En cohérence avec l’ambition de faire du chapitre ‘Europe’ de son programme une partie consacrée à l’institutionnel, la portion du programme Ecolo étudiée met à l’honneur les enjeux institutionnels en privilégiant les questions de transparence de la prise de décision ou encore sa volonté de promouvoir une Europe fédérale. Ceci se fait notamment au détriment d’un discours plus orienté vers le monde du travail.

Enfin, la petitesse du volet européen dans le programme du Parti populaire invite à la prudence lors du calcul de spécificités de son discours. Ce dernier semble néanmoins mettre un accent particulier sur les questions de légitimité démocratique entourant la construction européenne, sur la constitution d’une défense européenne ainsi que sur l’importance des particularismes historico-culturels.
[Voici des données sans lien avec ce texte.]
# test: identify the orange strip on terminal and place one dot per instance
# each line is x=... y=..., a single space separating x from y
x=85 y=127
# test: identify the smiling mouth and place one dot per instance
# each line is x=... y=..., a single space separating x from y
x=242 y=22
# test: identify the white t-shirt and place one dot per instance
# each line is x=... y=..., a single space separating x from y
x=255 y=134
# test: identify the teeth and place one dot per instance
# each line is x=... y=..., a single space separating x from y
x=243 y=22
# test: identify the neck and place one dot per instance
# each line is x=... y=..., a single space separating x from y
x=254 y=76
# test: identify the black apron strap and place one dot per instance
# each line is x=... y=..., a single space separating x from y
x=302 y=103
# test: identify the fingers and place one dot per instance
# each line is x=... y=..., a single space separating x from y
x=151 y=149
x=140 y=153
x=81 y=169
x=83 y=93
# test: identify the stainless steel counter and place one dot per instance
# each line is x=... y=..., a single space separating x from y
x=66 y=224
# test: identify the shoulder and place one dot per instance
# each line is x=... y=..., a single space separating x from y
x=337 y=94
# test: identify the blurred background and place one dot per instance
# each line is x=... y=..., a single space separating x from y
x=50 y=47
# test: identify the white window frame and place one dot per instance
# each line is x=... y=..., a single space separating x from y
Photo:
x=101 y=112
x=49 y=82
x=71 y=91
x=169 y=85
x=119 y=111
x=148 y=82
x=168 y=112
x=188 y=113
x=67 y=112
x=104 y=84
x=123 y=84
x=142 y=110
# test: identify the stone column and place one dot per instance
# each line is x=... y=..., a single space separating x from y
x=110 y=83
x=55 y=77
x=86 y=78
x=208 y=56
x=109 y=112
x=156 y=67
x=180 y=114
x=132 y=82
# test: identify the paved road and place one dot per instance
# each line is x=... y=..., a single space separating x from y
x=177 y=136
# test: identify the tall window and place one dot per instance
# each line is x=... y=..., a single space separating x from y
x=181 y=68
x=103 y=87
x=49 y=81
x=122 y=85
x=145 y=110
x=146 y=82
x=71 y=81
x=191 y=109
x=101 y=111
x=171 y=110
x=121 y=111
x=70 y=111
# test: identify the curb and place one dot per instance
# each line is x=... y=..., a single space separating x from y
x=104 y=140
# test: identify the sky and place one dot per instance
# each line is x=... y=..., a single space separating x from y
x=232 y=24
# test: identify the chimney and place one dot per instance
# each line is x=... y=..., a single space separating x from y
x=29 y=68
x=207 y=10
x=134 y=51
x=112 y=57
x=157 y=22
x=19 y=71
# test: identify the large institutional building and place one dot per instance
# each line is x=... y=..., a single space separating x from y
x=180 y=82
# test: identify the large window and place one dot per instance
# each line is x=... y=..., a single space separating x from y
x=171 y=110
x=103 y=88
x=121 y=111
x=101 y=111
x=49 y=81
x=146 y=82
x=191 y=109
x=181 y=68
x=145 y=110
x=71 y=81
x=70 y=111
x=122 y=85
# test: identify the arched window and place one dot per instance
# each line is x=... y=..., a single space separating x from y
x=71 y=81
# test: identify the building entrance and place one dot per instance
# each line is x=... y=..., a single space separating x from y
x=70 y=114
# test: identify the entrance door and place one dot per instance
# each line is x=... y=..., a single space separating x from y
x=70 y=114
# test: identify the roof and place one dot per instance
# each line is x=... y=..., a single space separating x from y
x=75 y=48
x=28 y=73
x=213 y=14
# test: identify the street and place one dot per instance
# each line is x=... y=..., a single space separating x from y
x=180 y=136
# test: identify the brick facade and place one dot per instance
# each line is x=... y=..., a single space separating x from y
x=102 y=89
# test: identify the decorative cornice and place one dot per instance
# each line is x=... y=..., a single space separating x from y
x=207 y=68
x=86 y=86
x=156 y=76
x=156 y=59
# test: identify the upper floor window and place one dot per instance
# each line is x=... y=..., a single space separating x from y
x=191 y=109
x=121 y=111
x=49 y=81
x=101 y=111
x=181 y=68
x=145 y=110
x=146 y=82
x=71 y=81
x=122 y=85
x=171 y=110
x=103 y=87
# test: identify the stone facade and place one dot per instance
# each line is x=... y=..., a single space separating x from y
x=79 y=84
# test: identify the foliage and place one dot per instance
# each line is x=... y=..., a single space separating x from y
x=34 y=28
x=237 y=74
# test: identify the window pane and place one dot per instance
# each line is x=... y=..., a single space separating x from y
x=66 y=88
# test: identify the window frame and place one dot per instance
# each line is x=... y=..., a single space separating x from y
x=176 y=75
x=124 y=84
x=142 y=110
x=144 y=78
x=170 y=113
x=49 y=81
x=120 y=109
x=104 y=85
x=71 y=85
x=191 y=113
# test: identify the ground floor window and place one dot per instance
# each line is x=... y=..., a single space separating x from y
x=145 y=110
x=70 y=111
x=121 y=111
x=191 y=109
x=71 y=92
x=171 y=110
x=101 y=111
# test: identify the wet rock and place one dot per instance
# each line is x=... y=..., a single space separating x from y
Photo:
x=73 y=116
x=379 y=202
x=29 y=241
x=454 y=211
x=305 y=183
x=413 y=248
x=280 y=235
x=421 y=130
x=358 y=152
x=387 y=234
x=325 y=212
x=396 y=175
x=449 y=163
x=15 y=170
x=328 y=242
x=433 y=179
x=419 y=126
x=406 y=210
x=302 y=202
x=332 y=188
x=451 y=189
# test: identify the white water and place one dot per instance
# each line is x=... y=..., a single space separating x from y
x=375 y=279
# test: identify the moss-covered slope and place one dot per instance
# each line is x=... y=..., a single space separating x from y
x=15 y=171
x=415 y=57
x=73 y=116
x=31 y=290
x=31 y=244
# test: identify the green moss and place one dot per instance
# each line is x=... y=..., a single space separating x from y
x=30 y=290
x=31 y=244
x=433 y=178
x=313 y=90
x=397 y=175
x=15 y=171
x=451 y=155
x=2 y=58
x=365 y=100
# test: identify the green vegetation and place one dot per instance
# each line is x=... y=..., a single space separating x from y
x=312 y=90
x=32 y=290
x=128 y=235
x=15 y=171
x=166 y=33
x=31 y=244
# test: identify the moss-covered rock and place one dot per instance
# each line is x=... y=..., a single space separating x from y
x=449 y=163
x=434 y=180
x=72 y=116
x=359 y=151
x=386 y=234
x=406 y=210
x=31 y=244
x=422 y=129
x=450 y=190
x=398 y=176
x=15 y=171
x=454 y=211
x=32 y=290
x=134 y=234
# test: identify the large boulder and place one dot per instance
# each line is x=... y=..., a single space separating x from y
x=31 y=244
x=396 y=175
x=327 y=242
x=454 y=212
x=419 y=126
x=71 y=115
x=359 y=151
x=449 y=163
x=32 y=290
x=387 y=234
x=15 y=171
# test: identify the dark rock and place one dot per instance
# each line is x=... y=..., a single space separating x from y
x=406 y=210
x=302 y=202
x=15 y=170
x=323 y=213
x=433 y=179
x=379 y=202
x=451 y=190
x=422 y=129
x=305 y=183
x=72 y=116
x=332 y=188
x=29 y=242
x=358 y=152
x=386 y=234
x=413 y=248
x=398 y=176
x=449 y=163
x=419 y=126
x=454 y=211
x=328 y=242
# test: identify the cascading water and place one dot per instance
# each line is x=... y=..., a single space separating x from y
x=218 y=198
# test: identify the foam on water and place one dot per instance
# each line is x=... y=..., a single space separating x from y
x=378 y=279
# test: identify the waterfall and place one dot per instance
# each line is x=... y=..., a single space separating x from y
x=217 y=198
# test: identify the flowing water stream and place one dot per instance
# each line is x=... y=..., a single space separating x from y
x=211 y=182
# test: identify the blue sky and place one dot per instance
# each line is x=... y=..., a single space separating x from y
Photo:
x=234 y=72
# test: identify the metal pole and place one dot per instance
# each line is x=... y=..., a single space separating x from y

Sur les 108.423 mots recensés, dont 8816 différents, l’exercice d’en retenir une dizaine n’a pas de prétention à l’exhaustivité, mais se veut avant tout indicatif. Bien qu’ils abordent des problématiques communes, les partis ont aussi leur marque de fabrique. Ainsi, une fois mis en perspective, il est possible de déceler ce qui caractérise chacun d’eux. Ceci ne signifie pas qu’il existerait des monopoles en certains domaines, mais plutôt que ces derniers peuvent prendre des importances particulières selon les partis.